Even independent agents will have a personal preference toward for certain companies or products. We recommend working with independent insurance professionals who have a range of options they can offer and can display a track record of using different companies for to meet their clients' best interests.

2. Many agents work only for commissions. The savvy client realizes that insurance professionals, like all of us, need to make a living. They do not begrudge the insurance professional for earning a commission that is inherent in the insurance product (or the real estate agent or any other commission-compensated person).

However, when asking for advice and recommendations on how to address a financial need, you have to expect a commission-based advisor to suggest only commission-based products. You may get the best commission-based solution, but are not likely to receive a recommendation of the best possible solution if that solution doesn't involve a commission.

3. Few have significant training in other areas. To get an insurance license in most states for any of these types of insurance, one typically only needs to take a week-long class and then has to pass an exam.
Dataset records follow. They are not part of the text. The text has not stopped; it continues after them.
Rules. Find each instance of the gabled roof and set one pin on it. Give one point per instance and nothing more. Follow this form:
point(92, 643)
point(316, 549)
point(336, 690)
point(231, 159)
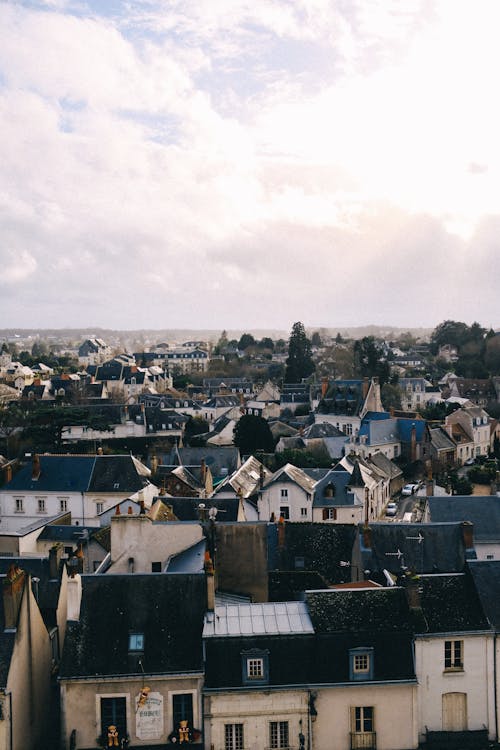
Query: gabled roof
point(69, 473)
point(420, 547)
point(167, 609)
point(450, 603)
point(481, 510)
point(293, 474)
point(359, 610)
point(486, 577)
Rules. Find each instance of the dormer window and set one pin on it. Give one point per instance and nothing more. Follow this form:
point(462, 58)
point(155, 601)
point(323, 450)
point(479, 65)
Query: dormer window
point(255, 667)
point(136, 643)
point(361, 664)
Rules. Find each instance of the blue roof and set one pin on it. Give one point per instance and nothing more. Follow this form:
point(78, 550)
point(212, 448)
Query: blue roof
point(57, 474)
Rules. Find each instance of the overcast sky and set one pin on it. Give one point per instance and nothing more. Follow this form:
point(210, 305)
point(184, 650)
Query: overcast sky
point(249, 163)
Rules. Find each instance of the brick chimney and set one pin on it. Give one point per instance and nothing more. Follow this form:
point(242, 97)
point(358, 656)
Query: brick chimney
point(55, 554)
point(210, 576)
point(35, 467)
point(74, 597)
point(324, 386)
point(365, 387)
point(468, 534)
point(13, 587)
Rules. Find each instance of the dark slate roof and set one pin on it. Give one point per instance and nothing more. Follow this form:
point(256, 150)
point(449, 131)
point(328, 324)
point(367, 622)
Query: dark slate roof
point(47, 589)
point(359, 610)
point(481, 510)
point(187, 508)
point(397, 547)
point(450, 603)
point(68, 473)
point(215, 458)
point(486, 577)
point(58, 473)
point(321, 545)
point(7, 642)
point(333, 490)
point(342, 397)
point(167, 609)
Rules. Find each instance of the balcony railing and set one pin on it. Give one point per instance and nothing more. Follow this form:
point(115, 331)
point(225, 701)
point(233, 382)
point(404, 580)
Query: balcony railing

Contrast that to getting earning an MBA (two years), a law license (three years plus bar exam) or a medical license (four years medical school, four to eight years of internship/residency plus board exams).

Because of this limited training, many insurance professionals are simply salespeople without the sophistication or training to do more than sell.

Conclusion

While a host of advisors may be needed over business cycles, good advice from the three key advisors above are crucial to any successful business. We recommend that you make the effort to find experienced and creative advisors and always look for second opinions.